CNLD is caused by scarring of the lung tissue due to pressurized and high concentrations of oxygen exposure to under-developed lungs. Other factors include:
- Patent ductus arteriosus, a heart condition where the blood vessel in the fetus, that connects to the pulmonary artery and aorta to promote blood flow, bypasses the lungs. Shortly after birth, this blood vessel is supposed to close. Patent ductus arteriosus is when this blood vessel remains open, allowing oxygen-rich blood back into the lungs instead of flowing to the rest of the body, causing the heart to work harder.
- A family history of asthma.
- Fluid in the lungs from either being born prematurely or via cesarean section, or if the baby breathes in meconium during delivery.
- Other lung infections like respiratory syncytial virus.
- Malnourishment, particularly a lack of vitamin A.
- Low amounts of surfactant, which help keep the air sacs open (hyaline membrane disease).
- Pulmonary Interstitial Emphysema (PIE), where air leaks out of the airways into the spaces between the small air sacs in the lungs.
- Caucasian, male infants.
- Maternal womb infection (chorioamnionitis).
According to the Medical Journal of Australia, CNLD is the most common form of chronic lung disease affecting infants and occurs in approximately 20 percent of infants with respiratory distress syndrome, and about 40-50 percent of infants born at less than 28 weeks’ gestation. The risk of chronic neonatal lung disease increases as gestational age and birth weight decrease.
Symptoms of CNLD
If your baby has chronic neonatal lung disease, he/she will likely display:
- grunting or rapid breathing
- flared nostrils
- “sucking in” of neck, chest, and abdominal muscles to breathe
- wheezing
- fatigue during and after feeding
- pale, gray, or blotchy skin, particularly around the tongue, lips, earlobes, and nail beds.
Diagnosis of CNLD is usually determined by comparative chest X-rays. X-rays of babies with CNLD will demonstrate lungs with a bubbly, sponge-like appearance.

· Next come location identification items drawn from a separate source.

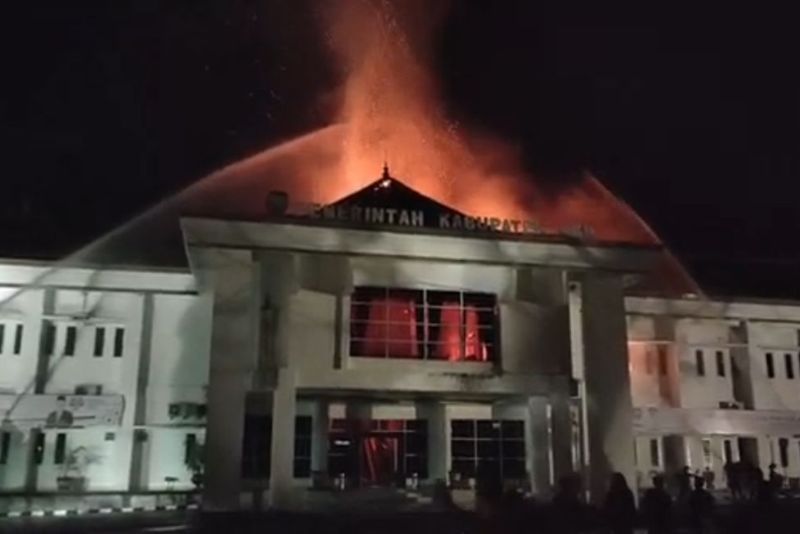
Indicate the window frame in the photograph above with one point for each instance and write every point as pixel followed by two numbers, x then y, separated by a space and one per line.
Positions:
pixel 5 447
pixel 18 331
pixel 655 454
pixel 428 305
pixel 119 342
pixel 700 362
pixel 481 442
pixel 769 361
pixel 70 339
pixel 60 450
pixel 99 342
pixel 719 356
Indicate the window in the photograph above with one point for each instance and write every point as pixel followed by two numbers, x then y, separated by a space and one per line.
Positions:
pixel 720 363
pixel 38 448
pixel 5 447
pixel 61 448
pixel 489 447
pixel 700 362
pixel 189 448
pixel 662 360
pixel 655 452
pixel 358 452
pixel 69 343
pixel 727 450
pixel 302 446
pixel 707 458
pixel 783 451
pixel 256 446
pixel 119 341
pixel 421 324
pixel 99 341
pixel 49 338
pixel 18 339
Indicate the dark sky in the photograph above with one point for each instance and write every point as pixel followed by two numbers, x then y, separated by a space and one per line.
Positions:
pixel 691 115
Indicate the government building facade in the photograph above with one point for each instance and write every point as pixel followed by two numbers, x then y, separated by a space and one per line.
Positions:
pixel 382 341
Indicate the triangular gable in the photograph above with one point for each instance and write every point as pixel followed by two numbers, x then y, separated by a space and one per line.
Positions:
pixel 388 201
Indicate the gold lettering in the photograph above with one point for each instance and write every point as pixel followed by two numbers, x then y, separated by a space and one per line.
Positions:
pixel 530 227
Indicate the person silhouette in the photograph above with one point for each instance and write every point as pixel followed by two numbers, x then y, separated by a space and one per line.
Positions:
pixel 657 508
pixel 701 507
pixel 619 508
pixel 568 514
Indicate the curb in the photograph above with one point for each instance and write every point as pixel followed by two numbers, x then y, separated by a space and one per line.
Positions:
pixel 15 514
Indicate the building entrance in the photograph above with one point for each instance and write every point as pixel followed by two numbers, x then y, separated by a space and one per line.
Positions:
pixel 379 465
pixel 377 452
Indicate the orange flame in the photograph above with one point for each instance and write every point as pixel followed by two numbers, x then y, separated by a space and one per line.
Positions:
pixel 391 111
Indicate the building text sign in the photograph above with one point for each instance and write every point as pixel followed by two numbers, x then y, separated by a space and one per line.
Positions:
pixel 417 219
pixel 24 412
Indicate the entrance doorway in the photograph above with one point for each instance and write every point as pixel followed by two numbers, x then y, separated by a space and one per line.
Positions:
pixel 379 465
pixel 377 452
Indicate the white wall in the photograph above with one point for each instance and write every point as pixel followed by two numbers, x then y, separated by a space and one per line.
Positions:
pixel 179 354
pixel 779 392
pixel 709 337
pixel 165 458
pixel 110 463
pixel 20 307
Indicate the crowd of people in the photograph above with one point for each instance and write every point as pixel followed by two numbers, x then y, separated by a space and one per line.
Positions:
pixel 681 502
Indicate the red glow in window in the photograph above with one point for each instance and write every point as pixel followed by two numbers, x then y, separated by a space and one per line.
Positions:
pixel 392 327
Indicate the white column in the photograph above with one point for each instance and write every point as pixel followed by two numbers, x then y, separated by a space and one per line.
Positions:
pixel 284 408
pixel 319 437
pixel 539 446
pixel 231 279
pixel 606 391
pixel 438 441
pixel 561 430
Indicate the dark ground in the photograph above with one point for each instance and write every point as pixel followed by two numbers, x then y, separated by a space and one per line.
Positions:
pixel 784 517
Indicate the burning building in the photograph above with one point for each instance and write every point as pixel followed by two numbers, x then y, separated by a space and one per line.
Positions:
pixel 332 326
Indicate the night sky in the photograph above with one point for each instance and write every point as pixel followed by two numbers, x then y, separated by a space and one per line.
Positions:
pixel 690 115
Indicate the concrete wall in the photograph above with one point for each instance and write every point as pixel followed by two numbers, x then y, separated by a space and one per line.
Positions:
pixel 779 392
pixel 87 300
pixel 709 337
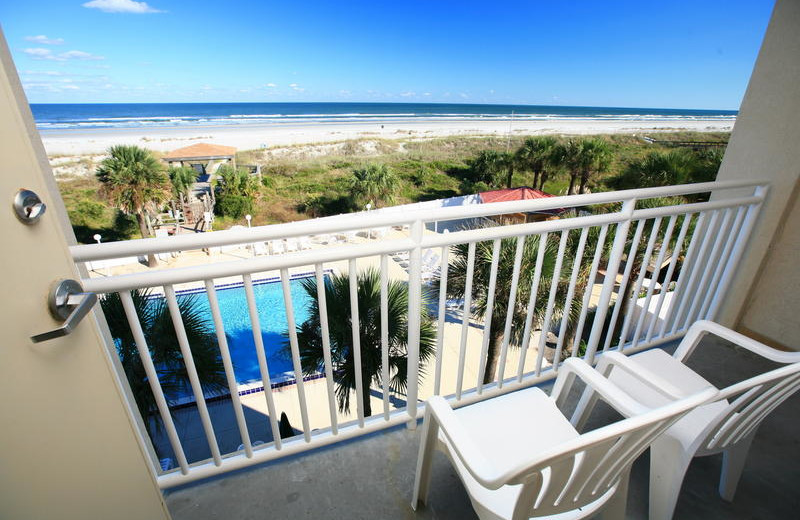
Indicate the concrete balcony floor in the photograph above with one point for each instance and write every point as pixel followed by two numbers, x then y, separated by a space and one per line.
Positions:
pixel 372 477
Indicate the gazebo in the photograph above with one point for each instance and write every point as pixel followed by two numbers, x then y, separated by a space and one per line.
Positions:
pixel 521 193
pixel 202 153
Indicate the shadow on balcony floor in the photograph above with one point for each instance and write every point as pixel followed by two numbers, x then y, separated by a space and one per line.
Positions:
pixel 372 477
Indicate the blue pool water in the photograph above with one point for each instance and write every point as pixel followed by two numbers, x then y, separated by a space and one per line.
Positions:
pixel 272 317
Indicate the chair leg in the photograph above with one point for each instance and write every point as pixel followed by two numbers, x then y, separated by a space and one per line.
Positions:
pixel 668 465
pixel 422 479
pixel 733 460
pixel 615 509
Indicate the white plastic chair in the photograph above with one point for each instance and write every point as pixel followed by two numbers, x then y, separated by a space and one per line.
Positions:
pixel 277 246
pixel 519 457
pixel 727 424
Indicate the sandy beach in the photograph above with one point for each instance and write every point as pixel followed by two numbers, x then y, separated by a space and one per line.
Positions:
pixel 77 142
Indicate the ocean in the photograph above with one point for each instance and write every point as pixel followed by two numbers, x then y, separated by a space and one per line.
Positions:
pixel 153 115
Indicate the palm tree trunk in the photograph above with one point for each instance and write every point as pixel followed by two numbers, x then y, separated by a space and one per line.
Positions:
pixel 584 182
pixel 365 378
pixel 151 259
pixel 492 354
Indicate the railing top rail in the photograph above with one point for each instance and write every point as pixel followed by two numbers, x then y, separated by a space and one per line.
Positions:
pixel 362 220
pixel 386 246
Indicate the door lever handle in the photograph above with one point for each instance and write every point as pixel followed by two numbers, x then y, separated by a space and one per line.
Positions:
pixel 67 302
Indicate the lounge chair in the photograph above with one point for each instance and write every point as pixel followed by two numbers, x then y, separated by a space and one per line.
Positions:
pixel 725 425
pixel 277 246
pixel 519 457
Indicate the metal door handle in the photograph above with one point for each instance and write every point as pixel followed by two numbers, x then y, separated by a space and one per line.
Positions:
pixel 67 302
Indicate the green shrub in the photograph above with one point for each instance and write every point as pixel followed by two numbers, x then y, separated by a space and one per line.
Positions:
pixel 235 206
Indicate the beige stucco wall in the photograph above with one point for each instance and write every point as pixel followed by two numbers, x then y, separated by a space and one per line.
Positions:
pixel 765 145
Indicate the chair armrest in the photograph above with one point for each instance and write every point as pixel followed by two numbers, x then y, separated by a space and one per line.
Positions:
pixel 615 360
pixel 700 328
pixel 595 381
pixel 461 443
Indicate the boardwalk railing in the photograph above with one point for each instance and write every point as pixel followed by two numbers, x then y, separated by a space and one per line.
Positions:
pixel 623 271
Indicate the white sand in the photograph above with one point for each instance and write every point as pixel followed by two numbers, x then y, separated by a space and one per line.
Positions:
pixel 249 137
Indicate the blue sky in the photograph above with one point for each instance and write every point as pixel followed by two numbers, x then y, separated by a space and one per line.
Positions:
pixel 675 54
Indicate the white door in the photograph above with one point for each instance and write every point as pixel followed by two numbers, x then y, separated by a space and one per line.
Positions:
pixel 68 447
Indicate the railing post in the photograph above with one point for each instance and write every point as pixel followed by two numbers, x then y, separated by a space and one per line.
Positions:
pixel 414 310
pixel 612 269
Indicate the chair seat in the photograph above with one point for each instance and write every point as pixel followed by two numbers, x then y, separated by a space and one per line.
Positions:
pixel 688 428
pixel 501 427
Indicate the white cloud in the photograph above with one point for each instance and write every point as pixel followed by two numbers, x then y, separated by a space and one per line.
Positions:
pixel 44 40
pixel 43 73
pixel 40 53
pixel 121 6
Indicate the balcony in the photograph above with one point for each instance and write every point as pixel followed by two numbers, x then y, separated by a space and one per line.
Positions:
pixel 372 477
pixel 623 271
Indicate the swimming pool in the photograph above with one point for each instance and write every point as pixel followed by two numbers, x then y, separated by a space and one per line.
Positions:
pixel 272 316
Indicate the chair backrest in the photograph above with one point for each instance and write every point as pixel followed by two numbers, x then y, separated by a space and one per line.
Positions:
pixel 753 400
pixel 580 471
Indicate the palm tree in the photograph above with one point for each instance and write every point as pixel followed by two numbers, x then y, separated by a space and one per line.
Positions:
pixel 182 179
pixel 657 169
pixel 456 287
pixel 489 165
pixel 134 181
pixel 596 157
pixel 337 296
pixel 162 341
pixel 535 155
pixel 376 184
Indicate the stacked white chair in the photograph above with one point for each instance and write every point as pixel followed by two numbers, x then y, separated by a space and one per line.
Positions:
pixel 725 425
pixel 519 457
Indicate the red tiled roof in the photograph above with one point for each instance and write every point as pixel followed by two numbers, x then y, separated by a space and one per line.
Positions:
pixel 522 193
pixel 201 151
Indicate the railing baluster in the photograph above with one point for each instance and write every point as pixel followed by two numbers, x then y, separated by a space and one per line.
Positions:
pixel 653 280
pixel 487 317
pixel 295 348
pixel 385 334
pixel 551 300
pixel 632 301
pixel 414 318
pixel 708 263
pixel 531 314
pixel 730 239
pixel 230 376
pixel 152 378
pixel 680 296
pixel 626 279
pixel 322 302
pixel 668 279
pixel 573 280
pixel 466 318
pixel 191 371
pixel 356 335
pixel 587 292
pixel 512 301
pixel 255 322
pixel 741 242
pixel 440 326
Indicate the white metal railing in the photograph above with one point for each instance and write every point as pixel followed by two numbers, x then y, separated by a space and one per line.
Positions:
pixel 609 251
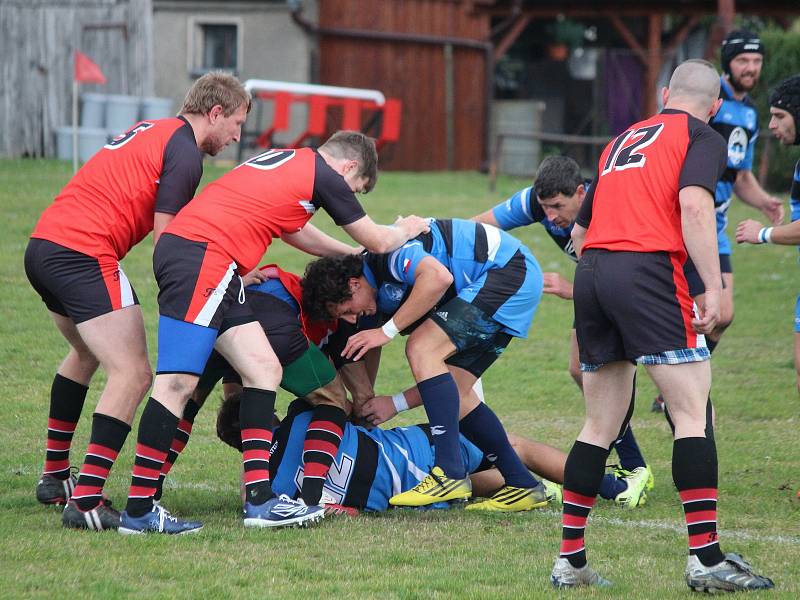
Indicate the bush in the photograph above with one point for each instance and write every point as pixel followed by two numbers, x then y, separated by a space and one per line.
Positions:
pixel 782 61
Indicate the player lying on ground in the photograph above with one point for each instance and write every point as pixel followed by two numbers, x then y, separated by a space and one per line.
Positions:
pixel 496 286
pixel 554 200
pixel 373 465
pixel 225 232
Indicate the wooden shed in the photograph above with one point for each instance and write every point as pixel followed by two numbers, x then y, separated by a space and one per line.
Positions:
pixel 433 54
pixel 37 43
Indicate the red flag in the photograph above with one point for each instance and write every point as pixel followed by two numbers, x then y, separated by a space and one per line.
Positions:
pixel 86 71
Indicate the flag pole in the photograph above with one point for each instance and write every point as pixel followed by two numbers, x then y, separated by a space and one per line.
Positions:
pixel 74 126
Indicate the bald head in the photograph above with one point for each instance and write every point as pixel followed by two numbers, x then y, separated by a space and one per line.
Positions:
pixel 694 87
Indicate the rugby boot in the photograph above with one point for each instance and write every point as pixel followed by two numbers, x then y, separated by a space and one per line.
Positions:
pixel 282 511
pixel 333 509
pixel 621 473
pixel 636 492
pixel 158 520
pixel 435 487
pixel 514 499
pixel 734 574
pixel 100 518
pixel 564 575
pixel 51 490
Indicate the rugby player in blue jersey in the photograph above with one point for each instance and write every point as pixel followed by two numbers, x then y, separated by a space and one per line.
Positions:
pixel 554 201
pixel 484 286
pixel 741 58
pixel 784 107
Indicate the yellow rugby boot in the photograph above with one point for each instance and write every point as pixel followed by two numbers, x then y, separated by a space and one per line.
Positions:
pixel 436 487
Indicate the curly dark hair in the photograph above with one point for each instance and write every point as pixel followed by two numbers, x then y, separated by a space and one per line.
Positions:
pixel 557 175
pixel 326 282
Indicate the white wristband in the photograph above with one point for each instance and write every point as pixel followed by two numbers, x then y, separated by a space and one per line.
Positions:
pixel 390 329
pixel 400 403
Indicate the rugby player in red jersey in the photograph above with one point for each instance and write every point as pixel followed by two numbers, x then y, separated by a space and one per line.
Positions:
pixel 197 263
pixel 651 204
pixel 133 185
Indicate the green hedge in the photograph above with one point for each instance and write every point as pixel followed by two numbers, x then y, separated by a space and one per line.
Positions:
pixel 782 61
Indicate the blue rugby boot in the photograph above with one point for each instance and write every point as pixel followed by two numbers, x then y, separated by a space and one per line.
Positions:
pixel 282 511
pixel 158 520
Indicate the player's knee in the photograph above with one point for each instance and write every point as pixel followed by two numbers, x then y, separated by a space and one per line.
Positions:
pixel 262 371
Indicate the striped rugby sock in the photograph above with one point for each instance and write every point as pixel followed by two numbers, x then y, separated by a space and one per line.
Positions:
pixel 255 418
pixel 694 471
pixel 156 431
pixel 583 472
pixel 321 444
pixel 108 436
pixel 179 442
pixel 66 404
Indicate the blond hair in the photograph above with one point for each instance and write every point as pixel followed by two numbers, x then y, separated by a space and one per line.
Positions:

Treatment of Chronic Neonatal Lung Disease
The specific mode of treatment will depend on the baby’s gestational age, overall health, medical history, the extent of the disease, tolerance for certain medications, procedures, therapies, and the opinion and preference of the parents.
Treatment may include:
- extra oxygen
- gradual weaning of the mechanical ventilation as the baby’s lungs develop
- bronchiodilators
- steroids
- limiting fluids or administering of a diuretic to help flush out excess fluid
- proper nutrition
- RSV and flu vaccines to prevent lung infections.
Babies with this condition never completely outgrow it. They may continue to be at higher risk for respiratory infections in the future, which may require hospitalization for treatment.